95% confidence interval years 2004 - 2014

#Put the data frames in a list and loop through them.
#Store the confidence interval results in a single dataframe to be plotted
list_ci <- list(ci_2004, ci_2006, ci_2008, ci_2010, ci_2012, ci_2014)

for(i in list_ci){
  ci_print(i)
}
## [1] "Confidence Interval for 2004 is (54.5284,58.2916)"
## [1] "SD is 0.96"
## [1] "Mean is 56.41"
## [1] "Confidence Interval for 2006 is (59.1036,63.3764)"
## [1] "SD is 1.09"
## [1] "Mean is 61.24"
## [1] "Confidence Interval for 2008 is (60.1912,64.2288)"
## [1] "SD is 1.03"
## [1] "Mean is 62.21"
## [1] "Confidence Interval for 2010 is (59.9828,64.1772)"
## [1] "SD is 1.07"
## [1] "Mean is 62.08"
## [1] "Confidence Interval for 2012 is (59.6376,63.3224)"
## [1] "SD is 0.94"
## [1] "Mean is 61.48"
## [1] "Confidence Interval for 2014 is (59.2504,63.2096)"
## [1] "SD is 1.01"
## [1] "Mean is 61.23"
df_ci <- data.frame()
df_list <- list()
j <- 1

for(i in list_ci){
   n <- 50
   
   sd1 <- i$income_sd
   sd2 <- i$grad_sd
   se <- round(sqrt((sd1^2/n)+(sd2^2/n)),2)
   m <- round(i$grad_mean - i$income_mean,2)
   hi <- m + (se * 1.96)
   lo <- m - (se * 1.96)
   
   df_ci <- data.frame(i$year, m, lo, hi, i$difference)
   df_list[[j]] <- df_ci
   j <- j + 1
}

#Bind the data frames in the list into a single data frame
df_ci <- bind_rows(df_list)
colnames(df_ci) <- c('year', 'mean', 'low', 'high', 'difference')
df_ci$year <- as.character(df_ci$year)
ggplot(df_ci, aes(year, y = mean, group = year)) +
  geom_boxplot(aes(ymin = min(difference), lower = low, middle = mean, upper = high, ymax = max(difference)), stat = 'identity') +
  ggtitle("Confidence Intervals for 2004 - 2014") +
  geom_hline(yintercept = mean(df_ci$mean), col = "red")

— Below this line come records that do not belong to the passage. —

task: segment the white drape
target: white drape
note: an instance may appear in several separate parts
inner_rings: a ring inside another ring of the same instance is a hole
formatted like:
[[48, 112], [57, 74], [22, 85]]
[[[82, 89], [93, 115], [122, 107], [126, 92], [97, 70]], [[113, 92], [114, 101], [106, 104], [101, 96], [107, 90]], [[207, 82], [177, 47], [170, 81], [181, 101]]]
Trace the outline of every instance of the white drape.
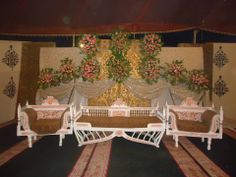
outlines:
[[[60, 103], [71, 103], [79, 106], [87, 105], [88, 98], [95, 98], [103, 94], [106, 90], [114, 86], [112, 80], [99, 80], [94, 83], [76, 80], [68, 84], [62, 84], [59, 87], [38, 90], [37, 104], [40, 104], [47, 96], [54, 96]], [[165, 80], [160, 79], [156, 84], [147, 84], [141, 79], [129, 78], [124, 82], [124, 86], [135, 96], [144, 99], [150, 99], [152, 106], [158, 103], [160, 107], [168, 104], [179, 104], [186, 97], [193, 97], [199, 101], [202, 94], [196, 94], [189, 91], [182, 85], [172, 86]]]

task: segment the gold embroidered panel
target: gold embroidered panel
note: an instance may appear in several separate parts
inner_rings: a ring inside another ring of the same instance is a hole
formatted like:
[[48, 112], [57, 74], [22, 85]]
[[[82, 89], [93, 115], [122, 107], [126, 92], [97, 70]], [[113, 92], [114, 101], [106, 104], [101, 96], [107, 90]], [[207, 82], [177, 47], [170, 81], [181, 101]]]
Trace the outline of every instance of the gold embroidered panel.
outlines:
[[151, 105], [150, 100], [135, 97], [135, 95], [128, 91], [123, 84], [115, 84], [101, 96], [97, 98], [90, 98], [88, 100], [88, 105], [110, 106], [117, 98], [122, 98], [129, 106], [145, 107]]

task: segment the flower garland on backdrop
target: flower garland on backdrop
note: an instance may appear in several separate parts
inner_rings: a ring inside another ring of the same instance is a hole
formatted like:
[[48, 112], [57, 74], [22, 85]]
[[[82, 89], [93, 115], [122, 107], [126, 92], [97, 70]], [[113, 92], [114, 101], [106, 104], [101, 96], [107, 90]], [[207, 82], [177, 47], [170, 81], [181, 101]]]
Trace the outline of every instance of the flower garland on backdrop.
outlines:
[[44, 68], [40, 71], [37, 84], [40, 89], [56, 87], [60, 85], [60, 78], [53, 68]]
[[174, 60], [172, 63], [165, 63], [162, 77], [172, 85], [183, 84], [187, 79], [187, 70], [183, 60]]
[[94, 82], [100, 75], [100, 63], [96, 59], [98, 39], [96, 35], [83, 34], [79, 40], [79, 46], [85, 55], [78, 67], [78, 72], [83, 81]]
[[[111, 34], [110, 50], [112, 56], [107, 60], [108, 77], [117, 83], [123, 83], [131, 75], [130, 61], [126, 58], [130, 48], [129, 34], [117, 30]], [[59, 86], [78, 78], [83, 81], [94, 82], [99, 79], [100, 63], [96, 59], [98, 39], [96, 35], [83, 34], [79, 38], [79, 47], [84, 58], [79, 66], [73, 64], [72, 59], [61, 60], [58, 70], [53, 68], [42, 69], [39, 75], [38, 86], [41, 89]], [[163, 43], [161, 37], [155, 33], [146, 34], [140, 42], [141, 58], [136, 68], [141, 78], [148, 84], [157, 83], [165, 79], [172, 85], [183, 84], [188, 89], [200, 93], [209, 89], [209, 80], [202, 70], [187, 71], [183, 60], [173, 60], [172, 63], [160, 65], [158, 54]]]
[[75, 65], [72, 63], [72, 59], [68, 57], [61, 60], [61, 65], [57, 73], [62, 83], [70, 82], [79, 77], [79, 73], [77, 72]]
[[112, 56], [108, 59], [106, 66], [108, 77], [117, 83], [122, 83], [130, 76], [132, 70], [130, 61], [126, 58], [130, 47], [129, 34], [124, 31], [115, 31], [111, 35], [110, 50]]
[[157, 57], [161, 47], [161, 37], [154, 33], [146, 34], [141, 41], [142, 58], [138, 65], [138, 72], [148, 84], [157, 83], [161, 76], [162, 67]]
[[209, 90], [209, 80], [202, 70], [189, 71], [186, 83], [190, 90], [197, 93]]

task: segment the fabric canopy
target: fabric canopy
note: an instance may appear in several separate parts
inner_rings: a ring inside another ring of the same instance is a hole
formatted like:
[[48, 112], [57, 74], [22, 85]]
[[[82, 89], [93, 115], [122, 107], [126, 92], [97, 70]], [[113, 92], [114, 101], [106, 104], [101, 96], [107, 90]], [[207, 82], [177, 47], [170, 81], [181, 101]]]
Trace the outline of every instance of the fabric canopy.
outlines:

Red line is the mean across all the years. This plot shows the difference in percentage between the income for tuition and college enrollment. The ‘whiskers’ are the max and min for that year, the middle line in the box is the mean and the two halfs are 1.96 standard deviations away from the mean.

Sampling

Since I only had 6 samples (years). Here is a simulation that grabs a sample size of 50 random observations from the initial population of 300 and runs it 50 times.

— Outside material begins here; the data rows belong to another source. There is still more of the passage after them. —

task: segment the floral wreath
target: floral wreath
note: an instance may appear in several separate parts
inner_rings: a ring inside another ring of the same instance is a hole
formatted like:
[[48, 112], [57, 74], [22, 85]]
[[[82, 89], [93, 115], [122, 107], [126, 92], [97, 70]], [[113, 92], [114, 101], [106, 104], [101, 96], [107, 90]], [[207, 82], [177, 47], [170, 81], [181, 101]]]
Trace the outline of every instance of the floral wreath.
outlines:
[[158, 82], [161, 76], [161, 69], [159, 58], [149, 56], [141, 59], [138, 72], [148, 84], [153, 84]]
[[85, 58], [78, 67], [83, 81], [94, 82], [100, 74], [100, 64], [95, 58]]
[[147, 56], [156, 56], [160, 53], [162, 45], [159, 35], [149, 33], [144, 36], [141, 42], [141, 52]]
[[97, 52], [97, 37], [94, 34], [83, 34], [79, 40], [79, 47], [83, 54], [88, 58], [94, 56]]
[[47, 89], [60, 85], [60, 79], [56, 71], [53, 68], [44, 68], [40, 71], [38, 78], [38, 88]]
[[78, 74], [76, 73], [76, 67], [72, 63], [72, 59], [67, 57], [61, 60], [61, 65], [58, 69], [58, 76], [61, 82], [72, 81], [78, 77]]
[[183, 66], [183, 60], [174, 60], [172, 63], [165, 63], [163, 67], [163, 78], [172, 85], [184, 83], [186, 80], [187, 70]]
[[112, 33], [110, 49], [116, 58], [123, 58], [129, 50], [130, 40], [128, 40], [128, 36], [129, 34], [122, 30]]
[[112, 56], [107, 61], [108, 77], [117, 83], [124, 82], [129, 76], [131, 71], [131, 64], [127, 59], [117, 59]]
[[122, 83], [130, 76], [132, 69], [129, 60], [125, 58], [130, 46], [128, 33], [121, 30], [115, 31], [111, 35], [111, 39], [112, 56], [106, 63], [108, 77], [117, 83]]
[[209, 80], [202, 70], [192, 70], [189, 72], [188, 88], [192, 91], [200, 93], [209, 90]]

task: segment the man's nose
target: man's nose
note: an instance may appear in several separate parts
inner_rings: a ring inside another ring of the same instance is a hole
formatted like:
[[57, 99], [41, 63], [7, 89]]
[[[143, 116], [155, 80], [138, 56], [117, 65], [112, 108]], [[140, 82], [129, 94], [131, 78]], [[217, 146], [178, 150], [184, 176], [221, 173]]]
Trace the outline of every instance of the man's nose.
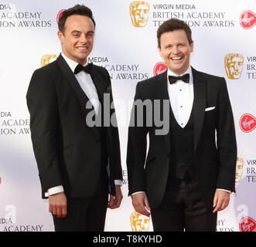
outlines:
[[177, 46], [172, 46], [172, 53], [173, 54], [178, 54], [179, 52], [179, 48]]
[[81, 34], [81, 36], [80, 36], [79, 41], [81, 43], [86, 43], [87, 41], [87, 38], [86, 35], [85, 34]]

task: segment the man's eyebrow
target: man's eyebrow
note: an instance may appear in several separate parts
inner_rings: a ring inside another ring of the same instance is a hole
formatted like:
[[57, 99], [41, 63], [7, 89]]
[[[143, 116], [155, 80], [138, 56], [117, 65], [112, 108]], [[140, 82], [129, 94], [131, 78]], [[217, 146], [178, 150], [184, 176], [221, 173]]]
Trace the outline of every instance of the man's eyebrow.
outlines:
[[77, 30], [73, 30], [73, 31], [71, 32], [71, 33], [74, 33], [74, 32], [79, 32], [79, 33], [80, 33], [81, 32], [77, 31]]

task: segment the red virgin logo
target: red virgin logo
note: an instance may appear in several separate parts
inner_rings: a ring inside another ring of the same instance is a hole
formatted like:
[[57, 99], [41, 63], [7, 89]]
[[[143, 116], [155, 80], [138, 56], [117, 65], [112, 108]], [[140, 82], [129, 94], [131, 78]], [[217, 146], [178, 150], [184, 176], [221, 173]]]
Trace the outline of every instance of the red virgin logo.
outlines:
[[256, 128], [256, 118], [249, 113], [244, 114], [240, 119], [240, 127], [244, 132], [251, 132]]
[[244, 10], [240, 15], [240, 25], [245, 29], [251, 29], [256, 24], [256, 15], [250, 11]]
[[256, 222], [251, 217], [243, 217], [239, 223], [240, 232], [256, 232]]
[[62, 16], [63, 12], [65, 11], [66, 9], [61, 9], [59, 11], [58, 14], [57, 14], [57, 17], [56, 17], [56, 22], [57, 23], [59, 23], [59, 20], [60, 20], [60, 18]]
[[166, 63], [159, 62], [155, 65], [154, 67], [154, 76], [162, 74], [167, 69], [167, 66]]

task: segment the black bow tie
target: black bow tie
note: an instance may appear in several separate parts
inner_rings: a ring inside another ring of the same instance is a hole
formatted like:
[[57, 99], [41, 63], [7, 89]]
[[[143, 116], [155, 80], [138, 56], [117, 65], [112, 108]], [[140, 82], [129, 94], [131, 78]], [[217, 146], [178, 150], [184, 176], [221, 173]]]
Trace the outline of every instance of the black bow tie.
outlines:
[[189, 74], [185, 74], [182, 76], [169, 76], [169, 82], [170, 84], [175, 83], [177, 80], [181, 80], [186, 83], [189, 83]]
[[83, 66], [82, 65], [80, 65], [80, 63], [77, 64], [76, 69], [75, 69], [75, 71], [73, 72], [74, 74], [77, 74], [78, 73], [81, 72], [81, 71], [84, 71], [87, 73], [90, 73], [91, 72], [91, 69], [93, 68], [93, 63], [88, 63], [86, 66]]

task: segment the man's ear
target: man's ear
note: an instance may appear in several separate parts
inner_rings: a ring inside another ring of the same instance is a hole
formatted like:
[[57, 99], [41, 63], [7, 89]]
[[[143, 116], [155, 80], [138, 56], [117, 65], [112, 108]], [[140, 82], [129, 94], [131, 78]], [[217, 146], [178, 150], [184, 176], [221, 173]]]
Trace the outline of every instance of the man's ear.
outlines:
[[192, 41], [192, 42], [189, 44], [189, 46], [190, 46], [191, 52], [192, 52], [194, 49], [194, 42]]
[[159, 52], [160, 56], [162, 57], [162, 49], [161, 49], [161, 47], [158, 47], [157, 49], [158, 49], [158, 50], [159, 50]]
[[58, 38], [59, 38], [60, 42], [63, 43], [63, 41], [64, 41], [64, 40], [63, 40], [64, 35], [63, 34], [63, 32], [60, 32], [60, 31], [58, 31], [58, 32], [57, 32], [57, 36], [58, 36]]

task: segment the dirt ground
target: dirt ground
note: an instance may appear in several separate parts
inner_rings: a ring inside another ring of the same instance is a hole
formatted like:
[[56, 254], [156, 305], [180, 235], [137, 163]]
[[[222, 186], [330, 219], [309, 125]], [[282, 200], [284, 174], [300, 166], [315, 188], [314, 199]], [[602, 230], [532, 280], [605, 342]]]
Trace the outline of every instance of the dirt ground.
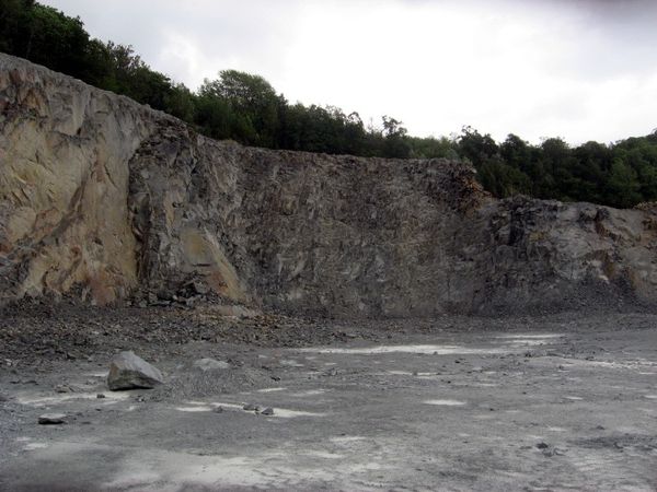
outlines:
[[[108, 391], [120, 350], [166, 384]], [[2, 313], [0, 364], [0, 490], [657, 490], [654, 314], [31, 305]]]

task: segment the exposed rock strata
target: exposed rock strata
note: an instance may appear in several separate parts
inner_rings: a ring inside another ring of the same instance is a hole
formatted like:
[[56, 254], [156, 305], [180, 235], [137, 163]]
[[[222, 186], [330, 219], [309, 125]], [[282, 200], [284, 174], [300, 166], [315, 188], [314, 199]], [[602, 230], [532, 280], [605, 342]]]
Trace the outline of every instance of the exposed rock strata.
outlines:
[[206, 292], [348, 316], [657, 301], [657, 214], [472, 168], [244, 148], [0, 55], [0, 298]]

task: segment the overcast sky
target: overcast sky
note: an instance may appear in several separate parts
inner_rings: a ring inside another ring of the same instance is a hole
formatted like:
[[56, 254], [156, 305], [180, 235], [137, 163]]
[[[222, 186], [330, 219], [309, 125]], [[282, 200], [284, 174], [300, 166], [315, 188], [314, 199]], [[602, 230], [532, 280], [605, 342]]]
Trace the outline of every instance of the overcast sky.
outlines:
[[611, 142], [657, 128], [653, 0], [42, 0], [191, 89], [222, 69], [290, 102]]

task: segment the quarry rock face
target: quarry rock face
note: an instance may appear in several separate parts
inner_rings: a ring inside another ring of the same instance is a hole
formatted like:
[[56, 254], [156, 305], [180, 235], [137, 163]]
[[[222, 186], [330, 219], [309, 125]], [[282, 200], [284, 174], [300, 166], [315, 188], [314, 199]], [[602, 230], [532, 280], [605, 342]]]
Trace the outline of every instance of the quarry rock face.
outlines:
[[0, 301], [332, 316], [657, 301], [657, 214], [491, 198], [464, 164], [245, 148], [0, 55]]

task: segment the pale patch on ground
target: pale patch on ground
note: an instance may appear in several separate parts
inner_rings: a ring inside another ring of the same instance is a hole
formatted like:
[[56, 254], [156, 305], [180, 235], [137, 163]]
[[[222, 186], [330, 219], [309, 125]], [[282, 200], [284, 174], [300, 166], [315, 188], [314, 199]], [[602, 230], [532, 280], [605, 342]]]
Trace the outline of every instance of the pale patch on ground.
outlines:
[[424, 353], [434, 355], [474, 355], [504, 353], [502, 349], [471, 349], [460, 345], [378, 345], [355, 349], [334, 349], [315, 348], [300, 349], [301, 352], [316, 352], [326, 354], [347, 354], [347, 355], [377, 355], [385, 353]]
[[459, 400], [426, 400], [423, 401], [423, 403], [425, 405], [437, 405], [437, 406], [443, 406], [443, 407], [462, 407], [465, 405], [465, 401], [459, 401]]
[[16, 396], [16, 401], [21, 405], [31, 407], [45, 407], [48, 405], [61, 403], [70, 400], [95, 400], [99, 405], [108, 405], [116, 401], [125, 400], [129, 397], [127, 393], [104, 393], [105, 398], [99, 399], [96, 393], [66, 393], [55, 396], [44, 396], [43, 394], [23, 393]]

Credit for this plotting function belongs to Dr. Jason Bryer

#CREDIT: Dr. Jason Bryer for plot_ci()


samp_mean <- rep(NA, 50)
samp_sd <- rep(NA, 50)
n <- 50
for(i in 1:50){
samp <- sample(nation_avg$diff_gi, n) # obtain a sample of size n = 50 from the population
samp_mean[i] <- mean(samp) # save sample mean in ith element of samp_mean
samp_sd[i] <- sd(samp) # save sample sd in ith element of samp_sd
}
lower_vector <- samp_mean - 1.96 * samp_sd / sqrt(n)
upper_vector <- samp_mean + 1.96 * samp_sd / sqrt(n)
plot_ci(lower_vector, upper_vector, mean(nation_avg$diff_gi))

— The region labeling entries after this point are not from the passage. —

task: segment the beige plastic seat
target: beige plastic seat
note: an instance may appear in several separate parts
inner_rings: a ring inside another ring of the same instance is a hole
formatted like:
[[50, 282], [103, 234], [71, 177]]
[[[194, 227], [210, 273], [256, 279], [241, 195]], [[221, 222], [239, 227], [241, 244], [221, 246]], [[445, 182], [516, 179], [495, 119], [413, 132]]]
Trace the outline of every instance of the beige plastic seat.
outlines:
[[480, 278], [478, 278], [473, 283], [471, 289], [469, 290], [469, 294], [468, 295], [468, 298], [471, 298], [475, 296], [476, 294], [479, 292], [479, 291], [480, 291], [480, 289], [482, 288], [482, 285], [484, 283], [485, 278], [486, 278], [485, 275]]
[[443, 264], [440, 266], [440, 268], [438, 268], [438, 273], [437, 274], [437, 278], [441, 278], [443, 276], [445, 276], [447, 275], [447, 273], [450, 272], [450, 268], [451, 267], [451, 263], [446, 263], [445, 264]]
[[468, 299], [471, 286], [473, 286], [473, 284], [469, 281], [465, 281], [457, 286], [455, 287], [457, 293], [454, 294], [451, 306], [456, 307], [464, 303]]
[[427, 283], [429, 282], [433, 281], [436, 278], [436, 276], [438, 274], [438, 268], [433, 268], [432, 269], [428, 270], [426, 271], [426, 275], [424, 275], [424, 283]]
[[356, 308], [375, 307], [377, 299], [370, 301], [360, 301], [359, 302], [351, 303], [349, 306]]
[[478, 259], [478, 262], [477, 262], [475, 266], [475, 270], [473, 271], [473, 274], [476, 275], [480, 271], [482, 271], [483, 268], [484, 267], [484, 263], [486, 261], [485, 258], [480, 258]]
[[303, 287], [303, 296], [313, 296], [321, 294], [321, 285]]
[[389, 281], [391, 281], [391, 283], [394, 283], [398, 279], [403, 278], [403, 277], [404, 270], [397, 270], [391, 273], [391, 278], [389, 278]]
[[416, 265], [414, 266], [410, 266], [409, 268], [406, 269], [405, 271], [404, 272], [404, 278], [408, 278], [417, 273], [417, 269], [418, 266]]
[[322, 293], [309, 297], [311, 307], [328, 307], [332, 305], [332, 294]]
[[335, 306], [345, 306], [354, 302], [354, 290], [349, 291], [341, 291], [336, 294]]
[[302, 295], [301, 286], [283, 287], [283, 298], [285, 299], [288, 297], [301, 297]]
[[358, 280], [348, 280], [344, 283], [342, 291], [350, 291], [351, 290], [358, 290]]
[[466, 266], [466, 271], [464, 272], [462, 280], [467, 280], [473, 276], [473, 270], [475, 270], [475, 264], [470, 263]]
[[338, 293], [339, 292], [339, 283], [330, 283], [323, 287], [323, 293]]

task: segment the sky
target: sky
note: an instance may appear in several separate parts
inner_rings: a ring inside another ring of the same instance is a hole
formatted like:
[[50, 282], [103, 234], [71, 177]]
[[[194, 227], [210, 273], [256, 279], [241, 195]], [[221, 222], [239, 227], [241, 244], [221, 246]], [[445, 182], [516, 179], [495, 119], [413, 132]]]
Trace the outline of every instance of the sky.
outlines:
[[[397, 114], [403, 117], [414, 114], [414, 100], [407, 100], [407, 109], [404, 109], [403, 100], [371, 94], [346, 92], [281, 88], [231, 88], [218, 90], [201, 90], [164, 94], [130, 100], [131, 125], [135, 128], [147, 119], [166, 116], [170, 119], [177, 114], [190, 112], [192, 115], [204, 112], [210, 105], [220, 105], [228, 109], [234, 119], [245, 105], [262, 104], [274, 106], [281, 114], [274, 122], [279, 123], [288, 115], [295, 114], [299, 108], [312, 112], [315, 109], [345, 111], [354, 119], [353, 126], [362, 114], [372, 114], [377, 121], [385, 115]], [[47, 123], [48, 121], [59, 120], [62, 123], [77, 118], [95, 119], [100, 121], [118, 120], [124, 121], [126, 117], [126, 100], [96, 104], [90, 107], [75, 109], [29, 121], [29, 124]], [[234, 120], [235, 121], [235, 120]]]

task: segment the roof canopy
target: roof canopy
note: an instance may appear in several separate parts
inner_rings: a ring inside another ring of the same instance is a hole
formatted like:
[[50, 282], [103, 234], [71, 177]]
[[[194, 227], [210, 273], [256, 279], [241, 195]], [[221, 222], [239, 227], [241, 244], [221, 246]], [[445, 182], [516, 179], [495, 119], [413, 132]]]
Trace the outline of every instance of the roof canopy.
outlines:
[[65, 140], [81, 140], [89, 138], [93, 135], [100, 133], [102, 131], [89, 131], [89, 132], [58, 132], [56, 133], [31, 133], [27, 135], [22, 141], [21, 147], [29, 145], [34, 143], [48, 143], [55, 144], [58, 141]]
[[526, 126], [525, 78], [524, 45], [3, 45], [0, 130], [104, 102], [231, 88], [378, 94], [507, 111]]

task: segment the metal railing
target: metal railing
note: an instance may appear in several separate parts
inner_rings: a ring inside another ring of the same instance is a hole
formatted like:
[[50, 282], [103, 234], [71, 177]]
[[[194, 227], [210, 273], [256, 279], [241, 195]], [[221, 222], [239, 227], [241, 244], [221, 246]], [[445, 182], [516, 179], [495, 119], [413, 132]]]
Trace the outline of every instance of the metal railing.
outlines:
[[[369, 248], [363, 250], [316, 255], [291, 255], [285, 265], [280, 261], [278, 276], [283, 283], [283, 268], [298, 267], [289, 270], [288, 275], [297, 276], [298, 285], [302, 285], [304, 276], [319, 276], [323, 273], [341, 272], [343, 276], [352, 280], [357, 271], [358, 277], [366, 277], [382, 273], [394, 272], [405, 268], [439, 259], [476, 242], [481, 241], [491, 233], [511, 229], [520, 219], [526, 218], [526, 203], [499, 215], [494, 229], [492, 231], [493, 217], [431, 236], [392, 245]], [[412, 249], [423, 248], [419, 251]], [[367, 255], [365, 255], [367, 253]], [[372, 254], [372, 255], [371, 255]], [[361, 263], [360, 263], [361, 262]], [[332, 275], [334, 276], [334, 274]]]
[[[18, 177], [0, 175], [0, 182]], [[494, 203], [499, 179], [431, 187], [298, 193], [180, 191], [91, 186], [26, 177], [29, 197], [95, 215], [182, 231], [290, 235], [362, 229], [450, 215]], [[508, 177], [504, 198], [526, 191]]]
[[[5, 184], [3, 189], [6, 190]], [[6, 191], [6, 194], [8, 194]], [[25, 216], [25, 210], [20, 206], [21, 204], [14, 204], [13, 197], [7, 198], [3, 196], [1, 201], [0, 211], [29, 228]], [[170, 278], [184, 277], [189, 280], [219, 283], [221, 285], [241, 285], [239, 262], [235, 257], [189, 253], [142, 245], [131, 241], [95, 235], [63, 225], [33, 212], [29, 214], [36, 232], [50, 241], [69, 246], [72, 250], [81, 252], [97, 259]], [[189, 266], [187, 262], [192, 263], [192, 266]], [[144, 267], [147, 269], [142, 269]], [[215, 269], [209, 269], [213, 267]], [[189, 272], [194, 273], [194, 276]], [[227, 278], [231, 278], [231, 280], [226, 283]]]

For a 95% confidence interval the simulation is hovering on 5% failure, where the difference in the income-tuition percentage and college enrollment percentage fall outside of 1.96 standard deviations of the mean. The low r-squared value in the regression model helps justify that this model doesn’t help explain the data so we can fail to reject the null hypothesis. The median family income doesn’t affect the college enrollment rates.

Linear Regression

The response variable is the college enrollment rate and the predictor variable is the percentage of income towards tuition. The R-square value is very small which means the linear model doesn’t explain much of the data. Even though the low p-value suggests the predictor variable is relevant, more variables need to be analyzed for a better fit.

The histogram of residuals shows a unimodal, normal distrabution without any skew. This suggests there are not any outliers to be concerned about.

sum_l <- summary(l)
sum_l
## 
## Call:
## lm(formula = grads_to_college_percentage ~ perc_of_income, data = full)
## 
## Residuals:
##      Min       1Q   Median       3Q      Max 
## -19.2790  -4.2764   0.6077   4.9033  17.9396 
## 
## Coefficients:
##                Estimate Std. Error t value             Pr(>|t|)    
## (Intercept)      55.769      1.494  37.340 < 0.0000000000000002 ***
## perc_of_income   36.371     10.129   3.591             0.000385 ***
## ---
## Signif. codes:  0 '***' 0.001 '**' 0.01 '*' 0.05 '.' 0.1 ' ' 1
## 
## Residual standard error: 7.276 on 298 degrees of freedom
## Multiple R-squared:  0.04147,    Adjusted R-squared:  0.03826 
## F-statistic: 12.89 on 1 and 298 DF,  p-value: 0.0003855
hist(sum_l$residuals, breaks = 25,
     main = "Residuals of College Enrollment Rates",
     xlab = "Displacement",
     xlim = c(-20,20))

Though the average family income didn’t influence the college enrollment rates for the nation as a whole, individuals states may provide a different result.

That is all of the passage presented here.